One contentious issue is when local institutions get foreign funding for onward lending to local firms.
Ostensibly, they have better knowledge of the local markets. Do they act as honest brokers? Do they allow vested interests to cloud their judgments?
Global car brand
Do local entrepreneurs get incentives like tax holidays? What of the government purchasing their product or service as the anchor buyer? Think of how India’s Mahindra became a global car brand.
Support does not need to be financial. Does our investment in public goods like roads, power and education focus on sectors and regions likely to give us the highest entrepreneurial returns (leave session no. 10 of 1965 for now)?
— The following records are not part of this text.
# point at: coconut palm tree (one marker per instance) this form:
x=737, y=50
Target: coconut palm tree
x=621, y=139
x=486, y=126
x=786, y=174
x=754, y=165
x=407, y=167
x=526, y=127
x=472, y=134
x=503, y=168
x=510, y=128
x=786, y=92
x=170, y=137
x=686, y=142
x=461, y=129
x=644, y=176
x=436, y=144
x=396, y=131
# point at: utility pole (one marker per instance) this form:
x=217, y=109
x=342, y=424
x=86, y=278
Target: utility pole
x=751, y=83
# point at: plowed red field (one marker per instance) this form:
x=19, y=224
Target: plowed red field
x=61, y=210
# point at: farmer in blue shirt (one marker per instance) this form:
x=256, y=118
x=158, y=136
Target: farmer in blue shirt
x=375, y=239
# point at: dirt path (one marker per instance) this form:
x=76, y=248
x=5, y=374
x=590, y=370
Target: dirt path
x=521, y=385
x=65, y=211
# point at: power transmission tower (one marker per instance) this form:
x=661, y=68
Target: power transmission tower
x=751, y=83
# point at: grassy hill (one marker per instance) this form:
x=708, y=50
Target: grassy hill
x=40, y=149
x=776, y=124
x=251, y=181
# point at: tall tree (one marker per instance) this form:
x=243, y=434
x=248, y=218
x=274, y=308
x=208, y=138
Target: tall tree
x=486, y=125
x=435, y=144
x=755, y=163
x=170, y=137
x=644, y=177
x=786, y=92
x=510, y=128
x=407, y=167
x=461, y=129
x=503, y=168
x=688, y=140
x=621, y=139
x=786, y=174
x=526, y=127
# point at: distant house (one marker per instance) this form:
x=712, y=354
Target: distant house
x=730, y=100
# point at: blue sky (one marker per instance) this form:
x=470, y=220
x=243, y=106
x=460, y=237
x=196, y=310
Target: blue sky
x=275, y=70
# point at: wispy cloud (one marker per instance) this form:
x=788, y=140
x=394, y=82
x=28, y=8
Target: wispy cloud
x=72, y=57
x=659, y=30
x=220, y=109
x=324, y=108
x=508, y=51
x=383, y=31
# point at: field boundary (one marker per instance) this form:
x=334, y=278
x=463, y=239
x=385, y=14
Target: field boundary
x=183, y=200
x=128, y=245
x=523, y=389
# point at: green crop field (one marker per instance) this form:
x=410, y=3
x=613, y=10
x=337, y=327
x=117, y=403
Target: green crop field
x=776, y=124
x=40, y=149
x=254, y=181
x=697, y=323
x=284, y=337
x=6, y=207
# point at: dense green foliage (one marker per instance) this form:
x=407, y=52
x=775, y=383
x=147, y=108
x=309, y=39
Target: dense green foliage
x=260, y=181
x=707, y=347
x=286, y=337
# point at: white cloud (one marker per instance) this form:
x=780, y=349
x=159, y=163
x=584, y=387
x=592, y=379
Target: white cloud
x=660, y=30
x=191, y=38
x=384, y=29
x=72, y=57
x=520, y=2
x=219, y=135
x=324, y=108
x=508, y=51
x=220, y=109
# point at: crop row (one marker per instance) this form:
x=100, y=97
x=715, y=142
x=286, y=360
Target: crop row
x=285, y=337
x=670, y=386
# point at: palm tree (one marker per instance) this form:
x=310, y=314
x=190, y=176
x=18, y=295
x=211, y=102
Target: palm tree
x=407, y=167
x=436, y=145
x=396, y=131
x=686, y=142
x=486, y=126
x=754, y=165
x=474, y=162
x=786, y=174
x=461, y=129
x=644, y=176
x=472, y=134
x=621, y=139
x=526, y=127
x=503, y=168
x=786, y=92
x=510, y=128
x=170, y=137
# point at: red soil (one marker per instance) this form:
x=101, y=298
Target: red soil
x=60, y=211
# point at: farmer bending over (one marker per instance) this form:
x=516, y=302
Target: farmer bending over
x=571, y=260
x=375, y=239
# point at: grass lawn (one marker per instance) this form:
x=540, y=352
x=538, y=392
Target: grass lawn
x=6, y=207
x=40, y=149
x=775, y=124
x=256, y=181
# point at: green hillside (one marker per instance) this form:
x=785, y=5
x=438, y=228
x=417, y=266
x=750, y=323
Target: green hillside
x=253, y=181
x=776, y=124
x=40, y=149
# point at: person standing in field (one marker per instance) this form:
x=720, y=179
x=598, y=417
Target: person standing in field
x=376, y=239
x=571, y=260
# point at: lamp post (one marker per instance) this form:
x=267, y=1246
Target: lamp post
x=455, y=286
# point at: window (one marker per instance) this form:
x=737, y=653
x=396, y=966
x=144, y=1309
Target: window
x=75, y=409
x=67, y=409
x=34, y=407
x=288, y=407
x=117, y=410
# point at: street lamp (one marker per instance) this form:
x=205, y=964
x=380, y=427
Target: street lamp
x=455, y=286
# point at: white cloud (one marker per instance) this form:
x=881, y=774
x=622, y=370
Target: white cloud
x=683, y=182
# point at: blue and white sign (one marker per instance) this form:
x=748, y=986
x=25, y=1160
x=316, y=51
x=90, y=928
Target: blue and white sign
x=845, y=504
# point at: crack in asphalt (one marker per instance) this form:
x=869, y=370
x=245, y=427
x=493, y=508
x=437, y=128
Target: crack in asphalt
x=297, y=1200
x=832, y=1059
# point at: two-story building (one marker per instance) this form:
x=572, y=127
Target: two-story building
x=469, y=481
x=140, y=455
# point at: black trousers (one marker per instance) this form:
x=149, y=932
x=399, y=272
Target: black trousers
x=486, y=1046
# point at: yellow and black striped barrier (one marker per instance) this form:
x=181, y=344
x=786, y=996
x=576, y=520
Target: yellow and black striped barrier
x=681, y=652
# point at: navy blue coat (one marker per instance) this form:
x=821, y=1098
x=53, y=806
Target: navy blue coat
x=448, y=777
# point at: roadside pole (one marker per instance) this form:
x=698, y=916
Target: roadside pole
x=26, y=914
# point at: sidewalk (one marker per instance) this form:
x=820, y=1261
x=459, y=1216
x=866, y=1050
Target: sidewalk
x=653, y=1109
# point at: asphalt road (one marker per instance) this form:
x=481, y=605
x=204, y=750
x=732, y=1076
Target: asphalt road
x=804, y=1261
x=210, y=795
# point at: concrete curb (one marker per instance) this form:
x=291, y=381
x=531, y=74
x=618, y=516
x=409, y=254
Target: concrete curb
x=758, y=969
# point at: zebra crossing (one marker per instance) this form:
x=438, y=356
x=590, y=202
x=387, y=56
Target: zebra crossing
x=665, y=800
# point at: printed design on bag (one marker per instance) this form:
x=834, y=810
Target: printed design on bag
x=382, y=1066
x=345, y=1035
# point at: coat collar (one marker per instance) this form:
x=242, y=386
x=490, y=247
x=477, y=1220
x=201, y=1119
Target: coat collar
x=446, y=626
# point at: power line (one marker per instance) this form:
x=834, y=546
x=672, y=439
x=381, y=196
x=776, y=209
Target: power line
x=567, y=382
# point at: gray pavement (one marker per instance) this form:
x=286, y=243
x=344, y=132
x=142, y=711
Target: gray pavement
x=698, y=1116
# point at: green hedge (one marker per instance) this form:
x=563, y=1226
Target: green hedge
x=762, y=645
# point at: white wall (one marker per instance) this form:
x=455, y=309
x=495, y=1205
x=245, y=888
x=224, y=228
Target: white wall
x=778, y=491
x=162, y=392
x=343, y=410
I noted the road to Eldoville (remember the bold entrepreneur from Karen to Ol Joro Orok?) and Primarosa greenhouses are not tarmacked.
We are silent on another reason our entrepreneurs lack support: jealousy. We don’t always celebrate success.
Jealousy becomes more potent when cross-pollinated with politics, tribalism, and pettiness. How often do we look down upon local products and services? Think of local names and food picked from the shamba – potatoes and chips.
Kenyans abroad can attest that our organically grown food, including meat, is second to none.
Entrepreneurs, even when funded, face rejection in our market. Think of our love for imports. Funding is not enough; market sentiments matter.
Charity begins at home. Is 80 per cent of our economy not informal? “Coolness” should not override supporting our entrepreneurs and the jobs they create.